Global Policy Forum

Unexplained Strategies on Iraq



New York Times
March 3, 1999

Without ever saying as much, the White House seems to have shifted its military strategy in Iraq to advance the goal of toppling Saddam Hussein. The change has become clear in recent days as Washington escalated its air strikes against Iraq. The bombing raids appear designed to punish the Iraqi military in hopes that disgruntled officers will lead a rebellion against Mr. Hussein rather than suffer further losses of men and equipment.

If this is the new American strategy, President Clinton or Defense Secretary William Cohen should let the American people and Congress know. The air raids are no secret in Iraq, and the potential threat to Mr. Hussein is no doubt well understood in Baghdad. Many Americans might support an effort to unseat Mr. Hussein. But the application of American force overseas should never be a matter of mystery and speculation at home or exempt from Congressional consultation. One of these days an, American or British pilot may be captured or killed, and the reasons for placing him in danger ought to be explained before that day arrives.

It no longer seems plausible to suggest, as the Pentagon does, that the daily air attacks are merely a response to Iraqi efforts to shoot down American and British planes. Iraq has challenged the flights, but the expanding American rules of engagement give pilots greater latitude to strike an assortment of air defense, communications and other military targets.

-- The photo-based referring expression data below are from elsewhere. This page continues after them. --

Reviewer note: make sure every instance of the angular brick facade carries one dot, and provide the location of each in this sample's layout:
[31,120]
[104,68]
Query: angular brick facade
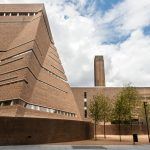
[31,73]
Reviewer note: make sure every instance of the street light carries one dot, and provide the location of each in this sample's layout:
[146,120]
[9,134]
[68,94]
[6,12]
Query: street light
[146,117]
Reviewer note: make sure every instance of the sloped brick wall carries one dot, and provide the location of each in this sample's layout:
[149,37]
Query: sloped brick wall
[21,130]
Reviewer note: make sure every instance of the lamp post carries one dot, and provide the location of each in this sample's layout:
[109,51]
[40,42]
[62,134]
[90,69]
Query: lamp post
[146,117]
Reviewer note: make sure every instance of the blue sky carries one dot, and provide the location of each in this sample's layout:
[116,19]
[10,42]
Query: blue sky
[117,29]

The White House also needs to answer reports that American spies manipulated the United Nations weapons inspection program in Iraq. The latest account was provided yesterday by The Washington Post, which reported that Americans had secretly wired a U.N. microwave transmission system to allow Washington to monitor a wide range of secret Iraqi military communications without the knowledge of U.N. officials. Washington's desire to collect information on Iraq's military is understandable, but data should not be gathered in a way that compromises the UN's independence. That will only make it harder to carry out disarmament under international authority in the future, and will hinder American efforts to counter the spread of prohibited weapons worldwide.